Unrecognized tax benefits at beginning of year

   $ 1,220      $ 1,131   

Additions for tax positions related to prior years

     112        82   

Additions for tax positions related to current year

     62        97   

Reductions due to lapse of applicable statute of limitations

     (336     (90
  

 

 

   

 

 

 

Unrecognized tax benefits at end of year

   $ 1,058      $ 1,220   
  

 

 

   

 

 

 

 

The Company’s policy is to recognize interest and penalty expense associated with uncertain tax positions as a component of income tax expense (benefit) in the consolidated statements of operations. As of August 31, 2012 and 2011, the Company had $0.2 million of accrued interest and penalties included in the long-term tax liability. During fiscal 2012, the Company decreased the liability for unrecognized tax benefits by $11,000 for interest and $6,000 for penalties.
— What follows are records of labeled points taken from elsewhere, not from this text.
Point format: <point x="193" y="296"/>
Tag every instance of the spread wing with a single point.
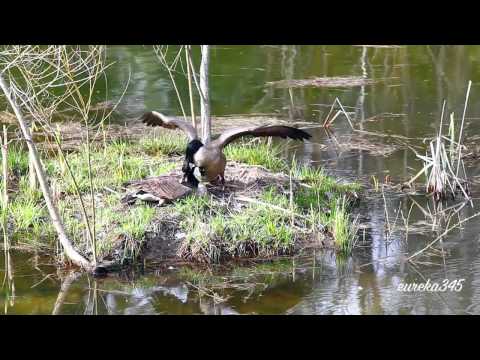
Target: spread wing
<point x="260" y="131"/>
<point x="154" y="118"/>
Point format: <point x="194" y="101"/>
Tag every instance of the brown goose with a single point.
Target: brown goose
<point x="207" y="161"/>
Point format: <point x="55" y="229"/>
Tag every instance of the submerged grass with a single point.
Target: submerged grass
<point x="268" y="156"/>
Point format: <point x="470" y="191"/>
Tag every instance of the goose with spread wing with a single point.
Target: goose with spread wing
<point x="207" y="161"/>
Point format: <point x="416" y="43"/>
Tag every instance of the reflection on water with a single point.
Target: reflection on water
<point x="405" y="100"/>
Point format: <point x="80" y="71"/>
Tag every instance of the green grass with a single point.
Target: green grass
<point x="17" y="159"/>
<point x="112" y="166"/>
<point x="257" y="154"/>
<point x="344" y="231"/>
<point x="213" y="230"/>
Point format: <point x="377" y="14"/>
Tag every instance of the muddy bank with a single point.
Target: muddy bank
<point x="168" y="240"/>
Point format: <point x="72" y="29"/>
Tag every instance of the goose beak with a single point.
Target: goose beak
<point x="197" y="174"/>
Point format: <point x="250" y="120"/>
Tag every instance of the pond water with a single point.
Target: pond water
<point x="405" y="99"/>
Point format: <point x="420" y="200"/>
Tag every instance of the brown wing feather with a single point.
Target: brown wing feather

The Company files tax returns in the U.S. federal jurisdiction and various U.S. state jurisdictions, and is subject to examination by taxing authorities in all of those jurisdictions. From time to time, the Company’s tax returns are reviewed or audited by U.S. federal and various U.S. state taxing authorities. The Company believes that adjustments, if any, resulting from these reviews or audits would not be material, individually or in the aggregate, to the Company’s financial position, results of operations or liquidity. It is reasonably possible that the amount of unrecognized tax benefits related to certain of the Company’s tax positions will increase or decrease in the next twelve months as audits or reviews are initiated and settled. At this time, an estimate of the range of a reasonably possible change cannot be made. In January 2011, the U.S. Internal Revenue Service (“IRS”) notified the Company that its tax refund of $3.5 million resulting from a carryback of tax losses from fiscal year 2009 to fiscal years 2006 and 2007 was being evaluated to determine whether the refund would be examined or accepted without examination. In March 2012, the Company was notified by the IRS that it had completed its review with no material adjustments. The Company is not subject to income tax examinations by U.S. federal or state jurisdictions for fiscal years prior to 2007.